Because of this thick boundary it feels even harder for the layperson to break into any of the movement’s anonymous, seemingly infinite micro scenes, cabals that have sprung up around differing belief systems, tempo, geography and in a few cases personal politics. The result is that often when you’re cruising around your streaming platform of choice and something new and interesting comes up (Rope Sect’s eldritch Personae Ingratae for instance) it can seem like trespassing or voyeurism just to listen without having first undertaken some arcane rite of initiation.

Elder are a trio from Boston, Ma. who like many of their contemporaries had little or no public profile before the release of Reflections Of A Floating World: metal in the 21st century has been subject to so much ridicule by the mainstream you suspect this is how they like it. This hate will almost certainly mean that the extraordinary record they’ve made won’t receive the attention it deserves – outside of the little knot of scribes who keep metal’s articles of faith – a failure which will be something of a minor travesty, because heads up, it isn’t what many people would have you believe it to be.

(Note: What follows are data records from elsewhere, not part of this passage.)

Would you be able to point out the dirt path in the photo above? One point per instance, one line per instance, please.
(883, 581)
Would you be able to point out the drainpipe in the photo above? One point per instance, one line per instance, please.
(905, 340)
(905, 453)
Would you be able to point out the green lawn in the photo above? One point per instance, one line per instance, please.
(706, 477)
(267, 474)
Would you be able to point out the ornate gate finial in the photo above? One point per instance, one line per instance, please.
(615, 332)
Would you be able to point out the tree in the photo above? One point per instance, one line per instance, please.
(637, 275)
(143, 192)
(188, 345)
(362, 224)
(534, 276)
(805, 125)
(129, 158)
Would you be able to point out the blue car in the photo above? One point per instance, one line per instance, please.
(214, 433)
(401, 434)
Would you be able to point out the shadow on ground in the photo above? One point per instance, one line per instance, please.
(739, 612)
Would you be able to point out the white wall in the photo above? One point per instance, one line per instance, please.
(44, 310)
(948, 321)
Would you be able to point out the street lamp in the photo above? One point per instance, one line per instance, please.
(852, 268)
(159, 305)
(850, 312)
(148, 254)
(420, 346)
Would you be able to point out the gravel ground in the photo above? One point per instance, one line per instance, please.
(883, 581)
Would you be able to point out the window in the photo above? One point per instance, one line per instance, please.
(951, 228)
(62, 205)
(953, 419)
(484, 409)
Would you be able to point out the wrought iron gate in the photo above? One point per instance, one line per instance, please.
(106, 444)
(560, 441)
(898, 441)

Or perhaps superficially it is. At over an hour long and with most of it’s songs lasting more than ten minutes, it could be cheaply bracketed with the rest of a sleepy fork in the oeuvre’s road known as stoner rock; here Black Sabbath are kings, fuzz pedals and spliffs are the weapons of choice and the pace is often funereal. Reflections Of A Floating World will doubtless please those who inhale that brand, singer Nicholas DiSalvo doing a more than passable Ozzy-in-robes impression when called upon. He and his bandmates are also incredibly proficient on a technical level – although this seems to be a minimum requirement in these circles – but I say again, whilst the tropes are rich, the results are very much not as expected.

The album’s title is well-chosen. Like how we see ourselves in the mirror, it’s songs sound different depending on how you address them, building and subsiding, switching mood and outlook – often mid stream –  whilst never falling into the trap of over indulging their core audience. True, lyrically it’s more than a little on the gnostic side; “Residuum amongst the stars, Fortuned sons of fractal eyes”, but words here about puppies or favourite snapchats wouldn’t just be wrong, they’d be virtually heretical against the backdrop of such a richly undulating musical canopy. This passage-within-a-passage configuration is what gives Reflections Of A Floating World is immense playability, as each tune reveals new facets with every repeated play. More impressive still is the speed with which it passes, as twelve minutes plus slips by over and over without the listener ever much noticing the advancing clock.

Reverent to it’s Alma mater’s core principles, this is a record that represents something of a maze, a journey which becomes more binding the longer you let it go on. It’s also a port of entry to a fascinating, textural world, one that shrugs off perceptions and sounds truly epic without bluster or ego. The keys to the castle are yours.